Finally, the N-PCL clearly provides that where a New York not-for-profit corporation merges with a foreign or domestic for-profit corporation, any actions against the corporation or its directors or officers continues "as if the merger or consolidation had not occurred." N-PCL § 905(b)(3). Likewise, N-PCL § 908(h) and BCL § 906(b)(3) provide for continuation of actions against successor corporations where a New York not-for-profit combines with a for-profit entity. Relying on BCL § 906(b)(3), Mr. Grasso argues that it "was clearly meant to allow the survival of a cause of action by or against the corporation," implying that an action against directors and officers does not survive. However, BCL § 906(b)(3) provides: "No action or proceeding, whether civil or criminal, then pending by or against any such constituent entity, or any shareholder, member, officer or director thereof, shall abate or be discontinued by such merger or consolidation . . ." The Court rejects Mr. Grasso's tortured reading of this statute. The statute is clear that actions against the corporation or its officers or directors may proceed after merger or consolidation.

Therefore, Mr. Grasso's motion to dismiss the second or third causes of action is denied.

Mr. Grasso's Motion to Dismiss the Eighth Cause of Action

The eighth cause of action is against the NYSE under N-PCL §§ 202(a)(12) and 515(b) for compensation payments to Mr. Grasso and SERP benefits that were not reasonable and ultra vires. The remedy plaintiff seeks is a declaration to that effect. In addition, plaintiff seeks to enjoin the NYSE to adopt and implement safeguards to ensure compliance with the N-PCL.
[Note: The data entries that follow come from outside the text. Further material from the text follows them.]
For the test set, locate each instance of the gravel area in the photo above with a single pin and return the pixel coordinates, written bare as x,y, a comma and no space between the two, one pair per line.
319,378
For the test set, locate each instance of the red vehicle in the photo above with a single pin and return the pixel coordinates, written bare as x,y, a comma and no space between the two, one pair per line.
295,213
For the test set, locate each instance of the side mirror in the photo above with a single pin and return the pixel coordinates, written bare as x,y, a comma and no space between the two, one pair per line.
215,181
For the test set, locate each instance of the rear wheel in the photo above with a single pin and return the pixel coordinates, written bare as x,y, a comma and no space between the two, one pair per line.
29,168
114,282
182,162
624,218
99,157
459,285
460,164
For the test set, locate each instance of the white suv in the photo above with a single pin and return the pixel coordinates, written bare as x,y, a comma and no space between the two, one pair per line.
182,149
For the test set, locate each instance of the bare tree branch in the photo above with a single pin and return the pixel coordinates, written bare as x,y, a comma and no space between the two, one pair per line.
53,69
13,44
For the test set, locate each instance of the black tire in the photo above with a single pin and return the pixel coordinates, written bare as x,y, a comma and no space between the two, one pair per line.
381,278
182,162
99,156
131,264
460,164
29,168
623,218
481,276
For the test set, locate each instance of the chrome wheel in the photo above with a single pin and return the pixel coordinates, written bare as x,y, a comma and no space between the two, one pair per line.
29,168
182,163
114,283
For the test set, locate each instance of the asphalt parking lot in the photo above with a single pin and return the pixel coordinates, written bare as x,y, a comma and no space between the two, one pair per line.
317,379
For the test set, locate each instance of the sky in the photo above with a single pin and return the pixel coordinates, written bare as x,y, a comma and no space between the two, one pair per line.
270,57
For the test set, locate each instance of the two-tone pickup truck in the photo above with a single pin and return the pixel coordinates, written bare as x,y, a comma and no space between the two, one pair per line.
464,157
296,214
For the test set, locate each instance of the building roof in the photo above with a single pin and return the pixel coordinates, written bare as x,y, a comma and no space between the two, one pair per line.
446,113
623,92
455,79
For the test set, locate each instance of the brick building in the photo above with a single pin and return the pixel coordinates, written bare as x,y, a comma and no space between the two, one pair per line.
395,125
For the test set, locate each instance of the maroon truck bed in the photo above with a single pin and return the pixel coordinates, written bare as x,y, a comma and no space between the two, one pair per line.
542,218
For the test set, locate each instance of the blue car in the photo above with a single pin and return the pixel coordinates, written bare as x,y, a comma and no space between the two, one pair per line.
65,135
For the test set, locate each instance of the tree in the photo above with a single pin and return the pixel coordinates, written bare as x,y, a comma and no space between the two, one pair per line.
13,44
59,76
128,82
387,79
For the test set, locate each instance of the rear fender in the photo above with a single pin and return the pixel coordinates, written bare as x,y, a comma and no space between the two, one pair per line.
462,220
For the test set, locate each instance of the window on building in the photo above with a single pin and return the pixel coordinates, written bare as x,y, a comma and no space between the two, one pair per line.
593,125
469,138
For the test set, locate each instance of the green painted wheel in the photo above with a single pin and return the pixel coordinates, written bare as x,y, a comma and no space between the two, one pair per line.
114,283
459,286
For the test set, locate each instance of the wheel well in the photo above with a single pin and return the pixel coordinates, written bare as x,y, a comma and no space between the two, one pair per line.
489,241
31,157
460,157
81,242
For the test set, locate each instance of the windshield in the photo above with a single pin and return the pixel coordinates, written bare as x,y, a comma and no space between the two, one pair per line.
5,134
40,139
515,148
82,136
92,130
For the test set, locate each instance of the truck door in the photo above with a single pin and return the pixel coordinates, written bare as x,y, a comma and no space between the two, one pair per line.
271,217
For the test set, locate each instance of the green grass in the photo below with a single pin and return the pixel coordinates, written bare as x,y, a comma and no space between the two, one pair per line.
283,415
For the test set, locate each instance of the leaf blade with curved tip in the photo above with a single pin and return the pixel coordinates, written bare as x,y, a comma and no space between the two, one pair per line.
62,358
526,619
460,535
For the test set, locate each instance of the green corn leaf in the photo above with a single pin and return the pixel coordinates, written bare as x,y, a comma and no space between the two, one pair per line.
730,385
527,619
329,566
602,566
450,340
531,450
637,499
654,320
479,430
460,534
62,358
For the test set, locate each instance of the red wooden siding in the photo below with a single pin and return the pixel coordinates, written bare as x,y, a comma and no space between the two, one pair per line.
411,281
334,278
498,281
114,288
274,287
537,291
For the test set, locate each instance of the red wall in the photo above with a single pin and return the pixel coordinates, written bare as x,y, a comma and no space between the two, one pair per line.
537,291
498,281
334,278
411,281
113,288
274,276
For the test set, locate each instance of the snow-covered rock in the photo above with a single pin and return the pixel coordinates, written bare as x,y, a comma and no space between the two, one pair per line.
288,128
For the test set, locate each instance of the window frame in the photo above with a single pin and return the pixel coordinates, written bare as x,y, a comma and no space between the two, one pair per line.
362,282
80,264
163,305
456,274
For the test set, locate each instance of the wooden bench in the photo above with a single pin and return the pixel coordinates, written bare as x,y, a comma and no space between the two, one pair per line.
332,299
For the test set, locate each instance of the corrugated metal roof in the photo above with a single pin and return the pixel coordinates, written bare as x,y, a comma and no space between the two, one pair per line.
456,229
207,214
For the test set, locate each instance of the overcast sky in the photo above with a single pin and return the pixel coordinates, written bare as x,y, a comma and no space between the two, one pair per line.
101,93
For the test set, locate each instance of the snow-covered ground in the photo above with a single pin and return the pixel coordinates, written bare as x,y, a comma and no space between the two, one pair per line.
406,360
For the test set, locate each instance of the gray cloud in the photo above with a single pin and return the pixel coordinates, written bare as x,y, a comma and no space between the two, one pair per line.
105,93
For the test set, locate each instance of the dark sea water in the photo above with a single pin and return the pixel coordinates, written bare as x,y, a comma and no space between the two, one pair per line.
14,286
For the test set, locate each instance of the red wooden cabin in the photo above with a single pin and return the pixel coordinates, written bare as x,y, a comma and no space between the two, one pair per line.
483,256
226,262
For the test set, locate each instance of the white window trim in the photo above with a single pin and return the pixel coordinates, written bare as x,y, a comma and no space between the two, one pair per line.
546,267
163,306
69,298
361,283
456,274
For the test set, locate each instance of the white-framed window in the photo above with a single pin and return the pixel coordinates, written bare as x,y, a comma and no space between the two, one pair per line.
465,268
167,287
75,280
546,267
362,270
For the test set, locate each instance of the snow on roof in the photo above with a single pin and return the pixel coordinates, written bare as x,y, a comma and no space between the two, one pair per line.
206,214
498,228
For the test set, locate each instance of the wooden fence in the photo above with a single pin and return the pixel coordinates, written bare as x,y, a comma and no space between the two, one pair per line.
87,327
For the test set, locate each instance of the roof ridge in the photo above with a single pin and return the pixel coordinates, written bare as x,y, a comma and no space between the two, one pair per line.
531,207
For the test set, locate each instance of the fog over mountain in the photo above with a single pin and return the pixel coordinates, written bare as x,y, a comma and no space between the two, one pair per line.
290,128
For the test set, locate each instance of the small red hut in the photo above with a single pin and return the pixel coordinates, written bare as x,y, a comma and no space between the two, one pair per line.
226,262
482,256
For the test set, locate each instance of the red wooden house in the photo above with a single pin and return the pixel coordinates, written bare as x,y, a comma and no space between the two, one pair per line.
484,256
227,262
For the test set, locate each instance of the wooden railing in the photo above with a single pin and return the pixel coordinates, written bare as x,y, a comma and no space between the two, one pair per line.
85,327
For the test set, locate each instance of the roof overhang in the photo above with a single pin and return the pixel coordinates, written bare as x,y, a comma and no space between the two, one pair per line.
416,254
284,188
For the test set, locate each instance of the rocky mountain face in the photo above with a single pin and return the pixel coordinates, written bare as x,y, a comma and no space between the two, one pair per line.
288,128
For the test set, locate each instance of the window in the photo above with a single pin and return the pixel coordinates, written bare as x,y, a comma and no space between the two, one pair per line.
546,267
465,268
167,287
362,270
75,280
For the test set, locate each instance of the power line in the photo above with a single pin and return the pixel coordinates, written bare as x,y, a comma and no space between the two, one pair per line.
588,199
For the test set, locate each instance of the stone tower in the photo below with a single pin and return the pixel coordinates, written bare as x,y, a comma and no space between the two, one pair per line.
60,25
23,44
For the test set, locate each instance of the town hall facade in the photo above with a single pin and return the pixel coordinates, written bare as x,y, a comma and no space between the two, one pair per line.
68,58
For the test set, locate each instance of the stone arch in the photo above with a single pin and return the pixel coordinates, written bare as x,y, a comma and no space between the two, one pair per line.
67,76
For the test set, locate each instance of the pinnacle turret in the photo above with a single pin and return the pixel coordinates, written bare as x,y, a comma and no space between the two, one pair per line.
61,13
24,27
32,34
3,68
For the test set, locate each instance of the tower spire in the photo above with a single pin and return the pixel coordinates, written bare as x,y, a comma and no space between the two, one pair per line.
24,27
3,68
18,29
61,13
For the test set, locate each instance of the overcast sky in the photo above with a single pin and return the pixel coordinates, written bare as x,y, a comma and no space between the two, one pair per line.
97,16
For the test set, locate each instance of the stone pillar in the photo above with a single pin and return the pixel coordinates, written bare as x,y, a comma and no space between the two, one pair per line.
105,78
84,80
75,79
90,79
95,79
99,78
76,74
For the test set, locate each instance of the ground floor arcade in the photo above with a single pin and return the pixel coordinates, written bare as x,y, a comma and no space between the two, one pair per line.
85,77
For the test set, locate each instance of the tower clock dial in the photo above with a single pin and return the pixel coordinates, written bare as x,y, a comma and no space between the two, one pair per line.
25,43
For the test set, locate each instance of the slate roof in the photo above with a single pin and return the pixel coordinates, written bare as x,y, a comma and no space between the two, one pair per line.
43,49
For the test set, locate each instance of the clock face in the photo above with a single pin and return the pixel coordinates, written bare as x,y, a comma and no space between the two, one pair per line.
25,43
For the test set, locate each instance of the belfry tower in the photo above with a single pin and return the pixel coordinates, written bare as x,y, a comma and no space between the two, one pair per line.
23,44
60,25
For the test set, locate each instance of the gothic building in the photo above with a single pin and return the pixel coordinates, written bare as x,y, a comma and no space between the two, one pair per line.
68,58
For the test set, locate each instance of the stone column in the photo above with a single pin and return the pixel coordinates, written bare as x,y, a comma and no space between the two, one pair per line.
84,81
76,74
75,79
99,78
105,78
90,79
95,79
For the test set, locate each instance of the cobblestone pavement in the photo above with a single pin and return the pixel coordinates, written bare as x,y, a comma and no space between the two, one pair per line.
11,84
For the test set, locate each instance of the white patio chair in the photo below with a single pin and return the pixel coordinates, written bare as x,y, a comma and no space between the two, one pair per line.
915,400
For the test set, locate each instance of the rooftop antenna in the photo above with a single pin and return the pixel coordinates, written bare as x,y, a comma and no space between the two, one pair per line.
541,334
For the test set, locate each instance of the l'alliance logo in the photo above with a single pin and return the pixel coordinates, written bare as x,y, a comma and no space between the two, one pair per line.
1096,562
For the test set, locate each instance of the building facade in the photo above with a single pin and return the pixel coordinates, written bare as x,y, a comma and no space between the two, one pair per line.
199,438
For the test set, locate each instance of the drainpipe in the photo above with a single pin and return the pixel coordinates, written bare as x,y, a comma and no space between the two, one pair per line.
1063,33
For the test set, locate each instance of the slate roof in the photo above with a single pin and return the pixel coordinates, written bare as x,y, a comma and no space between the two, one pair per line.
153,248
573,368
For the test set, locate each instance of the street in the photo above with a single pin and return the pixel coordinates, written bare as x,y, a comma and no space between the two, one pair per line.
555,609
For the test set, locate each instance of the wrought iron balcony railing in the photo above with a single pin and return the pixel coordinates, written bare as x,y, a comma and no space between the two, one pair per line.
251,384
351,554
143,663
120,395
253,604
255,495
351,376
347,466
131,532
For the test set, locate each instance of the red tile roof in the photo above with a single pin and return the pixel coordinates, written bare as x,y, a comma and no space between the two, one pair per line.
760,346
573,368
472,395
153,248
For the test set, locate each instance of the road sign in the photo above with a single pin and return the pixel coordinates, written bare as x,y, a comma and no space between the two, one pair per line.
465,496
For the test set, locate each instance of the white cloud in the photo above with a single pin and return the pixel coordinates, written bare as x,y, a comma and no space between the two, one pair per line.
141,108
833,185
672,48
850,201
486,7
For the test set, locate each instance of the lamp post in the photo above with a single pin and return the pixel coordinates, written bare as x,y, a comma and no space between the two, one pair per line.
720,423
Mr. Grasso moves for dismissal of this claim, arguing that it is moot since the NYSE merged with Archipelago Holdings Inc. on March 7, 2006, and contending that the N-PCL no longer governs the NYSE. Although Mr. Grasso is not a party to the eighth cause of action, the Court is compelled to address Mr. Grasso's argument as it attacks the Court's jurisdiction over the eighth cause of action. See In Re Grand Jury Subpoenas for Locals 17, 135, 257 608, 72 NY2d 307, 311 (1988) ("[M]ootness is a doctrine related to subject matter jurisdiction and thus must be considered by the court sua sponte."), cert denied, 488 US 966 (1988).

Mr. Grasso contends that plaintiff's request for injunctive and declaratory relief is predicated upon the continuing application of the N-PCL. There is no dispute that the N-PCL does not apply to NYSE-LLC, the successor to the NYSE. Plaintiff suggests that "NYSE Regulation," a new entity created by the merger, remains subject to the N-PCL. However, NYSE Regulation is not a party to this action as plaintiff never joined NYSE Regulation. Accordingly, the Court must agree with Mr. Grasso about the unavailability of the prospective relief requested. The Court cannot enjoin the NYSE, now a for-profit corporation, to implement safeguards to ensure compliance with the N-PCL.

"The NYSE and NYSE Arca, Inc. are self-regulatory organizations, or SROs. As such, the NYSE and NYSE Arca, Inc. are responsible for examining compliance with and enforcing the financial, operational and sale-practice rules and codes of conduct for members, member organizations and their employees, and have responsibility for regulatory review of their trading activities. In addition, the NYSE and NYSE Arca, Inc. are responsible for enforcing compliance with their respective listing standards and corporate governance requirements by listed companies. The regulatory functions of the NYSE and NYSE Arca Inc. are conduct by NYSE Regulation, Inc., a separate not-for-profit subsidiary of NYSE Group. NYSE Regulation consists of the following five divisions and a risk assessment unit, employing approximately 745 people as of February 28, 2006: Listed company compliance; member Firm Regulation; Market Surveillance; Enforcement and Dispute Resolution/Arbitration." NYSE Group, Inc., S-1/A filed on 5/4/06 at p. 143.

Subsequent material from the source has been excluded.